Social Freezing als neues Geschäftsmodell der Reproduktionsmedizin

Im Moment wird das Angebot von Apple und Facebook heiß diskutiert, für ihre weiblichen Angestellten das Einfrieren von Eizellen zu ermöglichen, damit diese mit ihrem Kinderwunsch nicht mehr ganz so festgelegt auf die fruchtbaren Jahre sind. Einige sehen dieses so genannte „social freezing“ als Akt weiblicher Selbstbestimmung, andere als Ökonomisierung auch der Fortpflanzung. Uns Spenderkinder betrifft das Thema nicht direkt, denn es werden ja die eigenen Eizellen für eine spätere Schwangerschaft eingefroren.

Was mich an social freezing in diesem Rahmen aber beunruhigt, ist die Festigung des Gedankens, dass Reproduktionsmedizin alles möglich mache und man die Realisierung des Kinderwunsches damit absichern könne

Genau dieser Gedanke, dass Reproduktion alles möglich macht, führt dazu, dass Paare mit Kinderwunsch häufig denken, sie müssten alle Möglichkeiten ausschöpfen, die ihnen die Reproduktionsmedizin bietet, um alles Machbare probiert zu haben: Samen-, Eizell- und Embryonenspende und am besten auch noch die Leihmutterschaft – auch wenn diese Verfahren in Deutschland – aus ethischen Gründen, abseits der technischen Machbarkeit – teilweise verboten sind. Mir fehlt dabei die Achtung davor, dass es nicht vollkommen planbar ist, Kinder ins Leben zu bringen. Entsprechend vermissen wir aufgrund dieses Machbarkeitsdogmas bei einigen Wunscheltern das Bewusstsein, dass die Würde der Kinder von manchen dieser Verfahren verletzt werden.

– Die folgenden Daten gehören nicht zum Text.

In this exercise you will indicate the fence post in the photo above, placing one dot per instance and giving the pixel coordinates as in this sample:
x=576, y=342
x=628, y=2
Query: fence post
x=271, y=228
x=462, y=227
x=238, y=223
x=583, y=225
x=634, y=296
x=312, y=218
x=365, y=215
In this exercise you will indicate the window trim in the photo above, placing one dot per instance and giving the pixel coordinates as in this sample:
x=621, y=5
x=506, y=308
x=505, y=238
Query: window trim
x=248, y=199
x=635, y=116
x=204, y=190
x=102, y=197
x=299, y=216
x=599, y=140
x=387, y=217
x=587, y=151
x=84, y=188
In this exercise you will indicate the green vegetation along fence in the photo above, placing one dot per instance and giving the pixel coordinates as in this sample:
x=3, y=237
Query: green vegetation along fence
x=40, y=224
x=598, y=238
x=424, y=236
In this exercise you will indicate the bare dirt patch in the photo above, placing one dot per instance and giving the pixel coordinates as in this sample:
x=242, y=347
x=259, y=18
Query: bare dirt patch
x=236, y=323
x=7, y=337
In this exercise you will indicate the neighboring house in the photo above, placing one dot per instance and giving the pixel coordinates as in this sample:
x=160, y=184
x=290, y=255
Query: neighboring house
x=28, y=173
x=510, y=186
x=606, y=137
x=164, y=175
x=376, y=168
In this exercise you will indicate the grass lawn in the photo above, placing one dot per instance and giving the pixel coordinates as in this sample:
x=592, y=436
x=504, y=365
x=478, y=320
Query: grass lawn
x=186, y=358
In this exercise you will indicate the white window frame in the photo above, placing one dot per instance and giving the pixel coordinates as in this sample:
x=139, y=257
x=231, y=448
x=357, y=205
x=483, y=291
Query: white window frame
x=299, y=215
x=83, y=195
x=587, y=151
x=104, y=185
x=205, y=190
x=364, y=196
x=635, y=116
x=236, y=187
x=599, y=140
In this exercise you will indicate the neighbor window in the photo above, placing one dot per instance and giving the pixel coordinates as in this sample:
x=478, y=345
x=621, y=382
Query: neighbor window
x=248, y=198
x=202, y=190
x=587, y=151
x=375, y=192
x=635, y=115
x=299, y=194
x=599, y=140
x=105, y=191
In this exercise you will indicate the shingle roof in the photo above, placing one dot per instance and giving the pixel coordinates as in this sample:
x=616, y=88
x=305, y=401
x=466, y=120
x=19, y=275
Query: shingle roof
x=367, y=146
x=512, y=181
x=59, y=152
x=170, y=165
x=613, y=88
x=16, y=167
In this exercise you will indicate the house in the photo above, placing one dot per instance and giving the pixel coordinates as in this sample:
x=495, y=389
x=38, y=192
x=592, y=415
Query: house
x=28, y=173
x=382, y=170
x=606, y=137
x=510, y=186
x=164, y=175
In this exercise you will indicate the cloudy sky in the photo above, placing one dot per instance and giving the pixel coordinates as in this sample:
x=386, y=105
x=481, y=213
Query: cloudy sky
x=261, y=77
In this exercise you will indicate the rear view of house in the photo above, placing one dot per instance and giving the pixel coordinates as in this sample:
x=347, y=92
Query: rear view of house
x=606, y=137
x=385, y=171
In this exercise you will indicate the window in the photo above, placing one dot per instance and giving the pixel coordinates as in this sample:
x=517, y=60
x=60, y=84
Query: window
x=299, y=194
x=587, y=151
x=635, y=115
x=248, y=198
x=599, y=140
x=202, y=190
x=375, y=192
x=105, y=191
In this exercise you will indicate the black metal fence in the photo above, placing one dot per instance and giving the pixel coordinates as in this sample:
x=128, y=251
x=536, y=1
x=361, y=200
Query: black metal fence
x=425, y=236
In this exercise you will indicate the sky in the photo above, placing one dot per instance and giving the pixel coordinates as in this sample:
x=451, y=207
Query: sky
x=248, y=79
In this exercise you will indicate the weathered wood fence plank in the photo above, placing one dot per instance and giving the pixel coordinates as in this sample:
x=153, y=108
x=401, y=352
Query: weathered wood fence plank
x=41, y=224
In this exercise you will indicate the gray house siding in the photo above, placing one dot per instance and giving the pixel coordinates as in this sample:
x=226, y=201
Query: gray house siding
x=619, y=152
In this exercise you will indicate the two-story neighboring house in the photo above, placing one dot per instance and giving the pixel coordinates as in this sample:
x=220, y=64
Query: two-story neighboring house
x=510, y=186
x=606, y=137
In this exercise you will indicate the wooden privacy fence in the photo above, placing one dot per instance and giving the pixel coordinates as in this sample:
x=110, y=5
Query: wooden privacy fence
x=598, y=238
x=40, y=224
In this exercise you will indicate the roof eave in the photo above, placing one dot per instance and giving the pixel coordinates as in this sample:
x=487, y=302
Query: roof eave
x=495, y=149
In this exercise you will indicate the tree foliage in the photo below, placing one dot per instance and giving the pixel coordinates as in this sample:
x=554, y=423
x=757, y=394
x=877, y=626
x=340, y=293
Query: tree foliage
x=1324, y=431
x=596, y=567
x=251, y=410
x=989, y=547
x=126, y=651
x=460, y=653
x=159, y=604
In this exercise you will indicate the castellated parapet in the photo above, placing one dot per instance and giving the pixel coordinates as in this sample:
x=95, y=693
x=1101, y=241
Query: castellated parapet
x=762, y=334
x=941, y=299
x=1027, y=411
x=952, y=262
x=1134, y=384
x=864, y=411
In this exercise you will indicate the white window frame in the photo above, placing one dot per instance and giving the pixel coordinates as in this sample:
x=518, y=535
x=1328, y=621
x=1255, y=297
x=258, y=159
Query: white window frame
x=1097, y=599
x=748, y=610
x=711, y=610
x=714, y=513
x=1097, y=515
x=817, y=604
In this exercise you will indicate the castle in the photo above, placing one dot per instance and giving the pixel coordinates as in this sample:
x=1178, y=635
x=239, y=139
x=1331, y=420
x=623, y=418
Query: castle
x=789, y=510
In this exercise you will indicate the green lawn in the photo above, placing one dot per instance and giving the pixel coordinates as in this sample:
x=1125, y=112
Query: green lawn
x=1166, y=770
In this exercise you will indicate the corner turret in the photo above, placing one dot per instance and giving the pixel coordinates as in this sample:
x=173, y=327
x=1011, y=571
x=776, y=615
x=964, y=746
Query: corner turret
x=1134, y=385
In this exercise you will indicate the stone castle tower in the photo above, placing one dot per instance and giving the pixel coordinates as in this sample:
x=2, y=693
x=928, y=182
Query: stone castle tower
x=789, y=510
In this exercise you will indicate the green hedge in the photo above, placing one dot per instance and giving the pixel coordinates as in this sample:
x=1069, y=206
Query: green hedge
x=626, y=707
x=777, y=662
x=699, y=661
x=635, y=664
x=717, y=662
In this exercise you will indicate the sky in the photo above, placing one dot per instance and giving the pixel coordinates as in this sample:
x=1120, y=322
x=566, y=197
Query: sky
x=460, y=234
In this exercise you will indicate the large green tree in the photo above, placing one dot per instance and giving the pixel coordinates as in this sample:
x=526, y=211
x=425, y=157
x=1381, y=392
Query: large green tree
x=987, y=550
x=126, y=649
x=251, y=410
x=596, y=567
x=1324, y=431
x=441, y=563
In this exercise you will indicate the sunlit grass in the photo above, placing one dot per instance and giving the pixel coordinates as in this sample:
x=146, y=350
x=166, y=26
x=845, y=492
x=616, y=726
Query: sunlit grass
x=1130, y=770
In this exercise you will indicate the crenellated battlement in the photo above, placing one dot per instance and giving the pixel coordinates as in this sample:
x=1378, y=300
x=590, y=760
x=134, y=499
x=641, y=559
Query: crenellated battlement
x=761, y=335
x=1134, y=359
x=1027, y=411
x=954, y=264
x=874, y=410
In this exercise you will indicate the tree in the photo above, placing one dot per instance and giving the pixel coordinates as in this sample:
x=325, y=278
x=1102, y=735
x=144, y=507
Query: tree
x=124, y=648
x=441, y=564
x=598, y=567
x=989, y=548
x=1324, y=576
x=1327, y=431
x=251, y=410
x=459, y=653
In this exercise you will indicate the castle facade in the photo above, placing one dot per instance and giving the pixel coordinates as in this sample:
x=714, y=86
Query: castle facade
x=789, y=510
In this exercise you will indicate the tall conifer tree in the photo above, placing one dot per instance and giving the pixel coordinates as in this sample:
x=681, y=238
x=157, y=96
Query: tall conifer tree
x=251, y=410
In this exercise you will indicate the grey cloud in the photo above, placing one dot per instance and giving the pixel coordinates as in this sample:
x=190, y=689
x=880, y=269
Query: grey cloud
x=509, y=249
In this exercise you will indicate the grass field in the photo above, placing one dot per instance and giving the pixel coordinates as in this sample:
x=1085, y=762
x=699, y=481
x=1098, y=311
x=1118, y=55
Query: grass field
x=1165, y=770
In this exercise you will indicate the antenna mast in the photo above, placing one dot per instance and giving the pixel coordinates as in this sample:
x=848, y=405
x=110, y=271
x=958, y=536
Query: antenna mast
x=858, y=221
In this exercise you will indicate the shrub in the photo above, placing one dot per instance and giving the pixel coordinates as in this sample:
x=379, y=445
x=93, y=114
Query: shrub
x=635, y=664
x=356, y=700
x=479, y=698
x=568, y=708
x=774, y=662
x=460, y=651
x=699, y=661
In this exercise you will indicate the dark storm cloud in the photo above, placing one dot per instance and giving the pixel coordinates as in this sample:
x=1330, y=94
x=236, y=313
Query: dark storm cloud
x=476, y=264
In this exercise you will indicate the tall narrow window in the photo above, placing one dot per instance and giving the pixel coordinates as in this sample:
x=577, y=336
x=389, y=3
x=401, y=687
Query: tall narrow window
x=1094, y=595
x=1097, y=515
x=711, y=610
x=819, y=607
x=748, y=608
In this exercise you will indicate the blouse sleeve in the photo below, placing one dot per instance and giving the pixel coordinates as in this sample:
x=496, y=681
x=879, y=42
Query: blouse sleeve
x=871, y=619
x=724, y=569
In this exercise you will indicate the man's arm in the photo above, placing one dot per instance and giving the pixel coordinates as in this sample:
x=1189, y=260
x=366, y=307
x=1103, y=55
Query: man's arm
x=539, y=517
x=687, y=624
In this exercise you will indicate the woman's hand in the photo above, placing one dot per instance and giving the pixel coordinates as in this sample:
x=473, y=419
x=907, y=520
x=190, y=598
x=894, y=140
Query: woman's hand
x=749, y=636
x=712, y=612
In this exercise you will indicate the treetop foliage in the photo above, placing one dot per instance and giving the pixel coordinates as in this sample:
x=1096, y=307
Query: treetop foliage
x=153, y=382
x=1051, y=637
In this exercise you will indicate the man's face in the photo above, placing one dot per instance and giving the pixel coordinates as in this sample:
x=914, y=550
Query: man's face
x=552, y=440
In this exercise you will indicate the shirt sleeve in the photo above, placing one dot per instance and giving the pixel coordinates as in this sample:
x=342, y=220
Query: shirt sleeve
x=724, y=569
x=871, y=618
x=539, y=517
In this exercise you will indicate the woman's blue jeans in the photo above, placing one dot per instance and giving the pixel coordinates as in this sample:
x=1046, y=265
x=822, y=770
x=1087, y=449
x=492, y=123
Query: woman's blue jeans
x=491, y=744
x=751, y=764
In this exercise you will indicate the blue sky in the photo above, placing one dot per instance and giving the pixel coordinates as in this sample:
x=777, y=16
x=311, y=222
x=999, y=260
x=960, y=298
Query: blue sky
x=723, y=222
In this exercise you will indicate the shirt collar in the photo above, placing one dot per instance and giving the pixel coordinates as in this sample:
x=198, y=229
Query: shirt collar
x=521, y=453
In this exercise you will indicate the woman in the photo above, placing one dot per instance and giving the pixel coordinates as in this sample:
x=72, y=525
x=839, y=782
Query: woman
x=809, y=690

In der Süddeutschen Zeitung vom Wochenende war ein dazu passender Artikel über eine Frau, die erst im Alter von 40 Jahren ihren Kinderwunsch realisieren wollte. Als es dann nicht funktioniert hat, ist sie, als sei das ein probates Mittel, erfolglos auf eine anonyme Eizellspende im Ausland ausgewichen, für eine Leihmutterschaft fehlt ihr dann „leider“ das Geld. Sowohl bei der – zudem noch anonymen – Eizellspende als auch bei der Leihmutterschaft, werden die Rechte der dadurch entstehenden Menschen nicht gewahrt. Für eine Adoptionsbewerbung war sie zu alt. So begibt man sich durch den Aufschub des Kinderwunsches freiwillig in die Hände der Reproduktionsmedizin, die entgegen ihrer Versprechen kein Kind garantieren kann.

Auch bei social freezing ist nicht sicher, wie lange die Eizellen das Einfrieren überleben und ob eine Schwangerschaft überhaupt entstehen kann – die Erfolgsquoten bei künstlicher Befruchtung sind nicht so gut. Die Entnahme der Eizellen erfordert außerdem eine vorherige hormonelle Stimulierung und Entnahme unter Vollnarkose – Eingriffe in den Körper, die Risiken, auch für die eigene Fruchtbarkeit bergen. Wenn sich das durch social freezing geplante Kind dann doch nicht realisieren lässt, wird die Inanspruchnahme von Eizellspenden und Leihmutterschaft vermutlich steigen, denn das Kind ja war geplant und vermeintlich abgesichert. So schafft sich die Reproduktionsmedizin neue Geschäftsfelder auf Kosten der betroffenen Kinder und nennt es Selbstbestimmung der Frau – eine clevere Geschäftsidee.

Wir können jedem nur empfehlen, sein Bestes zu tun, um nicht auf Reproduktionsmedizin angewiesen zu sein – die Verfahren sind sowohl für die Eltern wie auch die Kinder belastend. Manche Menschen haben wirklich keine Wahl – aber wenn es nur den richtigen Zeitpunkt betrifft, kann man sich auch durchaus früher Gedanken darüber machen, wann man wie eine Familie gründen möchte.